Fingerprinting the FAT File System
Tom Hennen
FAT Background
The MS-DOS FAT file system has two main sections the FAT area and the data area. There can be multiple copies of the FAT on the partition, this is to provide data redundancy should some FAT sectors become corrupt. A block’s physical location on disk corresponds directly with the physical location of the FAT entry for that block. Blocks (‘clusters’ in FAT terminology) are allocated to a file as a linked list. Thus a FAT entry will contain the location of the next FAT entry allocated (while that entries location within the FAT defines its location on disk).
Directory entries contain all of the information about a file, including the starting block of that files data (the other blocks must be looked up via the FAT).
Directory data is stored the same as any other file data, in the data section. With each directory entry taking up 32 bytes.
Long filenames are implemented via a hack. Directory entries with invalid attributes are allocated with UNICODE characters for the filename stored within the directory entry. The entries are themselves a linked list, with one pointing to the next until the filename ends.
There are three flavors of FAT, 12 bit, 16 bit and 32 bit. This code should work with both 16 bit and 32 bit. 12 bit would be very hard to support since FAT entries would not be byte aligned. This code assumes all FAT entries are byte aligned.
You can find more information in these documents:
http://www.microsoft.com/hwdev/download/hardware/FATGEN103.doc
http://home.teleport.com/~brainy/lfn.htm
Setup
Redhat Linux 7.3
Kernel 2.4.18-3 Uniprocessor
IDE Disk 100MB partition
The partition was formatted before the driver was loaded. I could not get formatting to work while the partition was mounted on the device.
Communication
All out of band communication between client and the device
driver is done via ioctl calls with argument values user defined (that is we
didn’t use pre-existing calls).
The Process
The process is divided into three phases
I. Determine Sector Size
II. Find information about the FAT itself: FAT Sectors, Number of Data blocks stored per FAT, FAT free block values, FAT last block values.
III. Identify directory data and fields.
Notes:
During the initial coding of this program I thought that the sectors I found were actually blocks, thus many of the variables have the word block in them, when sector is more appropriate.

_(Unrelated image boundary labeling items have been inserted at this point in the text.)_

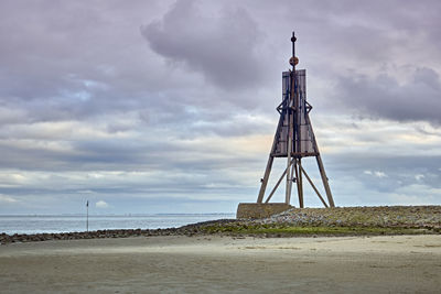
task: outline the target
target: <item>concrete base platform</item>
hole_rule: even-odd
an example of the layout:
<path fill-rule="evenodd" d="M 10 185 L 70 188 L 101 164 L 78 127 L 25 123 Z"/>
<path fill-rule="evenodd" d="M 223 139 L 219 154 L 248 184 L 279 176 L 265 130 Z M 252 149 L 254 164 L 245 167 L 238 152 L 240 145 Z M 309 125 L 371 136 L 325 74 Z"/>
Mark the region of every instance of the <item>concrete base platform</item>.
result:
<path fill-rule="evenodd" d="M 237 207 L 236 218 L 266 218 L 290 208 L 293 206 L 284 203 L 240 203 Z"/>

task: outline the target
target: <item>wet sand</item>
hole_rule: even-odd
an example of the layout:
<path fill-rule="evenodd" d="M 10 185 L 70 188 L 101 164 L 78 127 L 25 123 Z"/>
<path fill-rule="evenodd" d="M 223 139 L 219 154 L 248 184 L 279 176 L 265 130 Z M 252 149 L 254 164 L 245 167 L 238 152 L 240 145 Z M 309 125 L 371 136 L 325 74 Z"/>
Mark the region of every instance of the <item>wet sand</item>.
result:
<path fill-rule="evenodd" d="M 440 293 L 441 236 L 0 246 L 1 293 Z"/>

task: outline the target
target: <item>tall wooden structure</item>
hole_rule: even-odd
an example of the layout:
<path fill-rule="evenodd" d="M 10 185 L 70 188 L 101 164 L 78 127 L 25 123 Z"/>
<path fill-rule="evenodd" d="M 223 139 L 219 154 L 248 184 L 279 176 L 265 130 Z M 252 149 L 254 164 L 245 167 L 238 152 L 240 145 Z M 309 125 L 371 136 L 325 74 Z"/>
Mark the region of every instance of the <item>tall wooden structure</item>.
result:
<path fill-rule="evenodd" d="M 277 107 L 277 111 L 280 113 L 280 119 L 277 126 L 272 148 L 269 153 L 267 168 L 265 170 L 265 175 L 261 179 L 257 204 L 268 204 L 282 179 L 286 178 L 284 203 L 287 205 L 291 203 L 292 184 L 295 183 L 299 196 L 299 206 L 300 208 L 303 208 L 304 176 L 318 194 L 323 205 L 325 207 L 334 207 L 330 184 L 327 182 L 322 157 L 320 156 L 319 152 L 319 145 L 316 143 L 309 116 L 312 106 L 306 101 L 306 70 L 295 69 L 295 66 L 299 62 L 299 59 L 295 57 L 295 41 L 297 37 L 294 32 L 292 32 L 292 57 L 290 58 L 292 69 L 282 73 L 282 102 Z M 310 156 L 314 156 L 319 165 L 327 203 L 302 167 L 302 159 Z M 263 202 L 272 163 L 276 157 L 287 157 L 287 167 L 279 177 L 276 186 Z"/>

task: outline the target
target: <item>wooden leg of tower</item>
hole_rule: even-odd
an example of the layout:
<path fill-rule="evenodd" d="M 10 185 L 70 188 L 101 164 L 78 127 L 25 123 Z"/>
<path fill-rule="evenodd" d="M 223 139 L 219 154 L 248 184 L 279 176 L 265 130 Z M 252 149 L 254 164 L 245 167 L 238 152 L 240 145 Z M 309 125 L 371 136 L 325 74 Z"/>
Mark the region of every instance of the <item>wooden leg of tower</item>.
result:
<path fill-rule="evenodd" d="M 301 187 L 300 187 L 300 183 L 299 183 L 299 173 L 300 173 L 300 171 L 299 171 L 299 160 L 297 160 L 295 159 L 295 163 L 294 163 L 294 165 L 292 165 L 292 168 L 294 170 L 294 172 L 295 172 L 295 184 L 297 184 L 297 195 L 299 196 L 299 207 L 300 208 L 303 208 L 303 202 L 302 202 L 302 198 L 301 198 Z"/>
<path fill-rule="evenodd" d="M 303 179 L 302 179 L 302 160 L 298 160 L 298 176 L 297 176 L 297 182 L 298 182 L 298 189 L 299 189 L 299 205 L 300 208 L 304 208 L 304 203 L 303 203 Z"/>
<path fill-rule="evenodd" d="M 332 194 L 331 194 L 330 183 L 327 182 L 326 172 L 324 171 L 322 157 L 319 154 L 318 156 L 315 156 L 315 159 L 318 161 L 320 175 L 322 176 L 324 190 L 326 192 L 327 203 L 330 204 L 330 207 L 335 207 L 334 199 L 332 198 Z"/>
<path fill-rule="evenodd" d="M 260 185 L 259 196 L 257 197 L 257 203 L 262 203 L 262 200 L 263 200 L 265 190 L 267 189 L 268 178 L 269 178 L 269 174 L 271 173 L 273 161 L 275 161 L 275 157 L 272 157 L 272 155 L 269 155 L 267 168 L 265 170 L 263 179 Z"/>

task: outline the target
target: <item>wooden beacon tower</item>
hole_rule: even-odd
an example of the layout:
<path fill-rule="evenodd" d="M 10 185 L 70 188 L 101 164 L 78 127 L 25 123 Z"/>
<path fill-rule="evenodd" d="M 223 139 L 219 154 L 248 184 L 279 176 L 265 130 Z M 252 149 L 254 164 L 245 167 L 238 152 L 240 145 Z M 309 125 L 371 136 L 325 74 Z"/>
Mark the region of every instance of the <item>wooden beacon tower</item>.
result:
<path fill-rule="evenodd" d="M 265 170 L 263 178 L 261 178 L 257 203 L 239 204 L 237 210 L 238 218 L 265 217 L 288 209 L 291 204 L 293 183 L 295 183 L 297 186 L 299 207 L 303 208 L 303 176 L 311 184 L 323 205 L 325 207 L 334 207 L 330 184 L 309 116 L 312 106 L 306 101 L 306 70 L 295 69 L 299 63 L 299 59 L 295 57 L 295 41 L 297 37 L 294 32 L 292 32 L 292 57 L 290 58 L 292 69 L 282 73 L 282 102 L 277 107 L 280 118 L 269 153 L 267 168 Z M 302 166 L 302 159 L 311 156 L 314 156 L 318 162 L 327 203 Z M 272 163 L 276 157 L 287 157 L 287 167 L 277 181 L 275 187 L 265 198 Z M 283 178 L 286 178 L 284 203 L 270 204 L 269 200 Z"/>

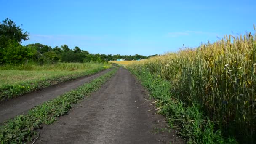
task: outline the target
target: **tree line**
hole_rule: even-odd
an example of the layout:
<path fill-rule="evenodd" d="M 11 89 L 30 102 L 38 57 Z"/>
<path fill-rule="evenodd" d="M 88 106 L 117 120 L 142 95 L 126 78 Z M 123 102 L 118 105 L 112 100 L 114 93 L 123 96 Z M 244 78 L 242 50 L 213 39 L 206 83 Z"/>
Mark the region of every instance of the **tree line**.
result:
<path fill-rule="evenodd" d="M 0 64 L 21 64 L 29 61 L 40 64 L 57 61 L 104 62 L 119 59 L 145 59 L 157 55 L 93 54 L 77 46 L 70 48 L 65 44 L 53 48 L 39 43 L 23 46 L 21 45 L 21 42 L 29 40 L 29 33 L 23 32 L 21 27 L 16 26 L 13 21 L 8 18 L 0 22 Z"/>

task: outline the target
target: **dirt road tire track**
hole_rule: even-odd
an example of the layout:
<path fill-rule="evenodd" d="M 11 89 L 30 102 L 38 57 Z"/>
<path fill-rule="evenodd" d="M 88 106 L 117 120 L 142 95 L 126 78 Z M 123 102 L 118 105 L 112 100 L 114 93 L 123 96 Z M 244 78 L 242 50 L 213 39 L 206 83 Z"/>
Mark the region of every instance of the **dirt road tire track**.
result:
<path fill-rule="evenodd" d="M 184 143 L 165 128 L 164 117 L 147 104 L 145 91 L 127 70 L 117 73 L 91 97 L 75 106 L 58 122 L 37 131 L 37 144 Z"/>
<path fill-rule="evenodd" d="M 27 113 L 29 109 L 44 101 L 81 86 L 93 79 L 107 73 L 107 69 L 97 73 L 69 80 L 59 85 L 43 88 L 23 96 L 0 103 L 0 123 L 19 115 Z"/>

All the issues listed are unresolved.
Phase I – Determine Sector Size
The client will first append a pattern of known size (8 bytes). The driver should see the traffic from the FAT, directory blocks, and data blocks. The driver will all add the blocks it sees to the all_blocks_ list. At this point the client will ask the driver if we are done. If we are done, go to the next section, otherwise continue appending. At this point we should see new data blocks, and directory blocks. We probably won’t see any more FAT traffic since the sector will be found before another block needs to be allocated. Every time the driver sees data with the pattern in it will check to see if it is in the all_blocks_ list (this list actually contains the sector numbers that have been seen). If it is in the list then it was the data sector we saw when the file was first created, so the driver will increment sector_size_ by the pattern size. The first time the driver sees data whose sector is not in the all_blocks_ list it will know the sector size. This is because the original sector will be filled before another sector is written to the disk. Thus, if we see a sector that contains the pattern, but is not in the list we must have filled the first sector. The driver will then let the client know that it can stop appending data by supplying the client with the sector size. This allows us to write entire sectors before syncing rather than 8 bytes at a time.
Issues:
This does not discover the number of bytes per BLOCK. The linux FAT driver writes data in a sector by sector basis, unlike the ext2 driver which writes it on a block by block basis. The number of sectors per block is determined in Phase II.
Phase II – Find information about the FAT itself
Section 1
The client
will simply create a new file to be used in the next sections. The driver will ignore all traffic during
this section.
Section 2 – Find the directory block for this file
The client will rename the file created in section 1. This should cause only the directory sector to be modified as the file is not growing in size and does not need space allocated, and the data itself is not changing. The driver will see this sector and it to the dir_blocks_ list. Since the FAT file system treats directories as regular data this sector may not always be a directory block. However, if the disk is empty, as it was in this case, the directory will probably be created in the same sector each time, all other things being equal. This property is assumed by some other parts of this code, but it is not strictly nessecary, as the directory block can be discovered with other means.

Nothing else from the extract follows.